The Sukhoi PAK FA fighter jet, also known as T-50, is “already to some degree a flying robot, where the aviator fulfils the function not only of pilot, but is actually one of the constituent parts of the flying apparatus. That is, the reaction of the aviator is a part of the control loop,” Vladimir Mikheev, an advisor to the deputy head of the Radioelectronic Technologies Concern [KRET], said.
According to Mikheev, another innovative featured employed in the T-50 jet fighter is “smart paneling.”
“If we take the wingtip, from one perspective it functions as a wing, but from another it’s also a part of the Himalaya active defense system,” the official is cited by Sputnik news agency.
KRET, which is a unit of state-run Rostech Corporation, has delivered the batch of Himalaya systems for the aircraft in October last year.

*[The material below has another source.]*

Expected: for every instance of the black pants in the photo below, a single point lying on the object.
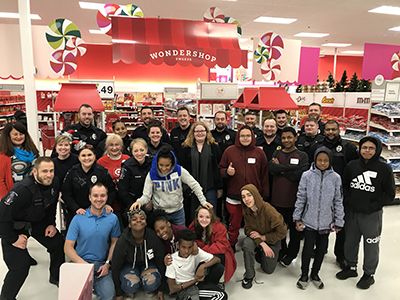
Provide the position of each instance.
(18, 262)
(295, 236)
(320, 241)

“The unique system of active and passive radars and optical rangefinders is integrated into the aircraft body and acts as a ‘smart skin’. Its use not only enhances the aircraft’s protection against jamming and its survivability, but also counters, to a great extent, the effects of low-observability [stealth] technology of enemy aircraft,” the developer explained back then.
Previously, KRET said that T-50 is going to have the most advanced stealth capabilities, leaving even the only combat-ready fifth-generation fighter, the US Air Force’s Lockheed F-22 Raptor, behind.

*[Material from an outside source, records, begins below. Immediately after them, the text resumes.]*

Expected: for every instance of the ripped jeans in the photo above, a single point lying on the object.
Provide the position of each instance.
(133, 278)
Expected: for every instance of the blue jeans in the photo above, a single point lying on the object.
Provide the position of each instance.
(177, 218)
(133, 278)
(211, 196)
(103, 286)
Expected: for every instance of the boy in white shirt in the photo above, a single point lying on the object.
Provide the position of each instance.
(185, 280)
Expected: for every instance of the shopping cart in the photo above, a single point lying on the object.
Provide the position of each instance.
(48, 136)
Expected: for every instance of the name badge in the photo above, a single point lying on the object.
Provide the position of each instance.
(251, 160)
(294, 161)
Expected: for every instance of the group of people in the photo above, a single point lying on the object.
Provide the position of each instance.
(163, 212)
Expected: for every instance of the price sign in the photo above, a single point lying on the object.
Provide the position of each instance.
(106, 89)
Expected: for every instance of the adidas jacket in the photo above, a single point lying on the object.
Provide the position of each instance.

“The T-50 is now ahead of not only all other fighters of the Russian Army, but also foreign models. For example, the visibility of the American fifth-generation F-22 fighter is 0.3-0.4 square meters,” the developer stressed.

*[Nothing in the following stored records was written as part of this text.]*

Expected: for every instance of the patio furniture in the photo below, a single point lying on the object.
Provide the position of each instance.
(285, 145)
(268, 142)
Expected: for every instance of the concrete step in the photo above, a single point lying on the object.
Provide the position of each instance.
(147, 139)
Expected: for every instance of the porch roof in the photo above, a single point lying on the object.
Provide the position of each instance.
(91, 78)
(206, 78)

The Sukhoi PAK FA’s visibility stands at between 0.1 and 1 square meters, KRET added.
Such high level of stealth was achieved by moving all weaponry s the inside of the jet and redesigning the shape of the air intake channel, which was also lined with a material that absorbs radio waves.
According to KRET, T-50 is the first jet fighter in the Russian Air Force to be “made from a high proportion of composite materials, making up 25 percent of the mass of the aircraft and covering 70 percent of its surface.”
The T-50 is set to replace the Sukhoi Su-27 and Mig-29 fourth generation fighter jet, which entered service in 1985 and 1983, respectively.
Five T-50 jets have already been produced and three more are now under construction at the Sukhoi facilities in Komsomolsk-on-Amur in the Russian Far East, Vladislav Goncharenko, deputy director of the United Aircraft Corporation’s (UAC’s) combat aircraft department, said in December.
The Russian Air Force plans to purchase 55 T-50 fighter jets between 2016 and 2020, Goncharenko said in December.